# Modem connected, but no internet



## diego0 (Sep 18, 2007)

My computer says the modem is connected, but I get no connection to the internet at all. It works on my old computer but not the new one I built. My modem brand is Westell, and I got DSL. I got windows xp pro.

Ipconfig /all:



Windows IP Configuration



Host Name . . . . . . . . . . . . : allen-ba3640b31

Primary Dns Suffix . . . . . . . : 

Node Type . . . . . . . . . . . . : Unknown

IP Routing Enabled. . . . . . . . : No

WINS Proxy Enabled. . . . . . . . : No



Ethernet adapter Local Area Connection:



Connection-specific DNS Suffix . : 

Description . . . . . . . . . . . : NVIDIA nForce Networking Controller

Physical Address. . . . . . . . . : 00-E0-4D-22-AE-EF

Dhcp Enabled. . . . . . . . . . . : Yes

Autoconfiguration Enabled . . . . : Yes

Autoconfiguration IP Address. . . : 169.254.143.221

Subnet Mask . . . . . . . . . . . : 255.255.0.0

Default Gateway . . . . . . . . . : 

Please help me and thanks in advance.


----------



## JohnWill (Oct 19, 2002)

Actually, that IPCONFIG shows that you didn't get a connection.
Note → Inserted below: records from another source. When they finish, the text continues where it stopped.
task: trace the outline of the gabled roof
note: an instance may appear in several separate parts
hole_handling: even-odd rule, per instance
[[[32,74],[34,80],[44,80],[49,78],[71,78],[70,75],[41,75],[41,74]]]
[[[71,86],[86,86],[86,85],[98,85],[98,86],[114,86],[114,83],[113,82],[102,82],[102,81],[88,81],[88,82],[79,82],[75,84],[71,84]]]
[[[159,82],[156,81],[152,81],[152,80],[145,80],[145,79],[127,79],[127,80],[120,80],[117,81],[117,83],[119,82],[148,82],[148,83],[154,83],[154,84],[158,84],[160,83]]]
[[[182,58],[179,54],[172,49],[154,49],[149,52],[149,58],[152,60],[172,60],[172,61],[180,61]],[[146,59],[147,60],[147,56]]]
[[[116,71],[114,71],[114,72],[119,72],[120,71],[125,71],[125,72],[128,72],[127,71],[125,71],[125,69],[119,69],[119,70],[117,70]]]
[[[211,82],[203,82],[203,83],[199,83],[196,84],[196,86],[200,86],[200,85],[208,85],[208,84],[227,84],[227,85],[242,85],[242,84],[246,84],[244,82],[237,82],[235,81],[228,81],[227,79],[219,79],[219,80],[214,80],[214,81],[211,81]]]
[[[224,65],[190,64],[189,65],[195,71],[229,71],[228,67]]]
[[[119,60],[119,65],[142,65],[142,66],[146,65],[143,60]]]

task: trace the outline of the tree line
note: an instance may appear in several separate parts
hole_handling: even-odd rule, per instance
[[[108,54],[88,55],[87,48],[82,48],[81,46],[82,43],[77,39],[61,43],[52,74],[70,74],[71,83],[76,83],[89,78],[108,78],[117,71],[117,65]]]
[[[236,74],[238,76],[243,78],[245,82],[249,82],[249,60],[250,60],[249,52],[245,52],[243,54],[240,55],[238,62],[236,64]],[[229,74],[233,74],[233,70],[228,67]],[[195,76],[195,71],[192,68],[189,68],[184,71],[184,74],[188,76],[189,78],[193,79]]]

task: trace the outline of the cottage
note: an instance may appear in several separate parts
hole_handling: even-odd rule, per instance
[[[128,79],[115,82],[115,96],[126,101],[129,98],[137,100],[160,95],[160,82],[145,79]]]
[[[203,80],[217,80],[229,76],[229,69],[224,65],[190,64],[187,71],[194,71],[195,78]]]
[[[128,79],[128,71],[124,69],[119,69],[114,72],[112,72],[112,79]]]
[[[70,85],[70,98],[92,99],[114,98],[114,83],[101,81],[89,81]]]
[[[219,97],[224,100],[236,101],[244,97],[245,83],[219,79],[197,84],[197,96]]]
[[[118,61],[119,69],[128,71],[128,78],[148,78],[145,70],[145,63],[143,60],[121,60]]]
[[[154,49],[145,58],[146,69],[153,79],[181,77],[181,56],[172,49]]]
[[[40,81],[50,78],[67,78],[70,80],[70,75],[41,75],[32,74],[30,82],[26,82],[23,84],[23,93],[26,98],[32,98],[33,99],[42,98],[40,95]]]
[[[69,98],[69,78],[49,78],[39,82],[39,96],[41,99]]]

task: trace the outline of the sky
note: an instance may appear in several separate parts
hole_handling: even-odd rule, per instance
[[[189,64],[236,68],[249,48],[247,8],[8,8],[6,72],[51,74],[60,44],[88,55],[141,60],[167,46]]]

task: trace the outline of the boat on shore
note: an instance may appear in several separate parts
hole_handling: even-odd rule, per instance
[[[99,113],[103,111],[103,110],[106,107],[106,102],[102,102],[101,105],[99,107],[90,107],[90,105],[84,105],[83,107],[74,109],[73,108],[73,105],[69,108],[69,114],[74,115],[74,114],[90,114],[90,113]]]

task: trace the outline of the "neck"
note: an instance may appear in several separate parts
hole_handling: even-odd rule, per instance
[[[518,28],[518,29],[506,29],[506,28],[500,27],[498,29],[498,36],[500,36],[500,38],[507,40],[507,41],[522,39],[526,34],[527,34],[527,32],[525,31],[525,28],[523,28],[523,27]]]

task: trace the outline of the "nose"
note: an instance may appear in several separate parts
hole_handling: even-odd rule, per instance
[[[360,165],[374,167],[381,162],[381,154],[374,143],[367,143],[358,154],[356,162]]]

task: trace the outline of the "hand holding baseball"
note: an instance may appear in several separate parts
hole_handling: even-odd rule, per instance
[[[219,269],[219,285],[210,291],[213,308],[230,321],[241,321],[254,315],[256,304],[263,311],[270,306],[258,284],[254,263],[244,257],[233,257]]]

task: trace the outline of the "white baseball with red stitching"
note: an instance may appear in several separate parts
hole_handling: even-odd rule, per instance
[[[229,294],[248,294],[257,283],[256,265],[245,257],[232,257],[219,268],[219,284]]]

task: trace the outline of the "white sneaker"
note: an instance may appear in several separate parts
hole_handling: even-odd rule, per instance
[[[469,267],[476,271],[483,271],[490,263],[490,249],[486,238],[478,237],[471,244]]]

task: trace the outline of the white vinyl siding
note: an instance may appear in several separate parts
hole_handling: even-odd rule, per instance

First off, have you checked the cable, and tried a different port on the router?

If none of that works, try this:

*TCP/IP stack repair options for use with Windows XP with SP2.*

*Start, Run, CMD* to open a command prompt.

Reset WINSOCK entries to installation defaults: *netsh winsock reset catalog*

Reset TCP/IP stack to installation defaults. *netsh int ip reset reset.log*

Reboot the machine.


----------